MARGARET GULLETTE ON THE VIOLENCE OF AGEISM FOR THE LOS ANGELES REVIEW OF BOOKS the author of ‘Ending Ageism’ examines the role of age in the now infamous United Airlines ejection

Ending Ageism, or How Not to Shoot Old PeopleMargaret Morganroth Gullette, author of Ending Ageism, or How Not to Shoot Old People, delves into the controversy surrounding Dr. David Dao’s forced removal from a United Airlines flight for the Los Angeles Review of Books blog, pinpointing the age-based factors that led to his maltreatment:

Dr. Dao is 69 and from Vietnam. Both ageism and racism, I suggest, played a role in the quick decisions of the aviation security personnel as to how much force to use against him when he refused to leave. Dao is not just old, not just “Asian,” but “old Asian,” read as “weak, passive, handles without fuss.” Not likely to be strong and obstreperous, like a husky football player. When Dao refused to leave the fully-booked plane to give his place and his wife’s to airline personnel, explaining that he was a doctor, police manhandled him, crashing his face against an arm-rest. One dragged him down the aisle by the arms.

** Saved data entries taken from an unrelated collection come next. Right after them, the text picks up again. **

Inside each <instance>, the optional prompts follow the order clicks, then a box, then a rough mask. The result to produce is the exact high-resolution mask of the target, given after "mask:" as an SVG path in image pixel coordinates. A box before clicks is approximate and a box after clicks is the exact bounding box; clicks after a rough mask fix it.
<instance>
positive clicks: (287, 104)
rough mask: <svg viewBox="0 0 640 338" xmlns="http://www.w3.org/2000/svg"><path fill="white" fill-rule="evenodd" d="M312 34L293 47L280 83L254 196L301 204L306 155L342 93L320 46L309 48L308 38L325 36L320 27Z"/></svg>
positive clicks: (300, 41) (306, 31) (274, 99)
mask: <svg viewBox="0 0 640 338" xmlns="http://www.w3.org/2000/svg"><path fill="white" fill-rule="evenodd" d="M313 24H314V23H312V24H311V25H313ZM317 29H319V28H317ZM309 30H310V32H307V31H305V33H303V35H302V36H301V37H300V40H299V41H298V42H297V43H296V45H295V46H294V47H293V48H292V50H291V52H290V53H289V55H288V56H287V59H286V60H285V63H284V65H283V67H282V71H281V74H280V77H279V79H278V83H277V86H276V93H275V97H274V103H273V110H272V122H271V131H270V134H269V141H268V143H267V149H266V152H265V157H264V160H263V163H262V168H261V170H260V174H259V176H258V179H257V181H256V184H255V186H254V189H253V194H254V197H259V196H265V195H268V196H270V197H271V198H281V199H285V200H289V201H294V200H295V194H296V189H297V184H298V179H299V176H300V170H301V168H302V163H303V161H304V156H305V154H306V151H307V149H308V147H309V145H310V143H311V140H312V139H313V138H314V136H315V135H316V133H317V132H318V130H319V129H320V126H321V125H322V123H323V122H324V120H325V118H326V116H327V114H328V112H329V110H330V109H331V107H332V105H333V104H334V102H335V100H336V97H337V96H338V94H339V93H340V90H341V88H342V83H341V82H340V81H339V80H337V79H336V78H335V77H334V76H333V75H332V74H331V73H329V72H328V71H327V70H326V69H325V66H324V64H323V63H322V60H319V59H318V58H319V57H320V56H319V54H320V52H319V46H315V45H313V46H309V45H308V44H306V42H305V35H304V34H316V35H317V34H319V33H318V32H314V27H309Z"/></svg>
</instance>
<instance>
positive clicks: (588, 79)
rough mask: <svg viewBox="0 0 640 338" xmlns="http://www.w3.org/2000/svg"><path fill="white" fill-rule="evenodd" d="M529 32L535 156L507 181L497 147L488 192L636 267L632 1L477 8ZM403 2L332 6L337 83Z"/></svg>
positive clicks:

Stereotypes may be “compound” (as Carrie Andreoletti and her colleagues call them, in the International Jour­nal of Aging and Human Development 81). Like many complex or intersectional biases, they are less well studied and often disregarded. In this case, Dao’s appearance of vulnerability was doubled, or perhaps, given that he was wearing glasses, trebled. This might have stopped ordinary decent people from touching him with intent to dominate, but security men are trained differently. Indeed, his triple vulnerabilities may have led the police to expect that he would let himself be led away.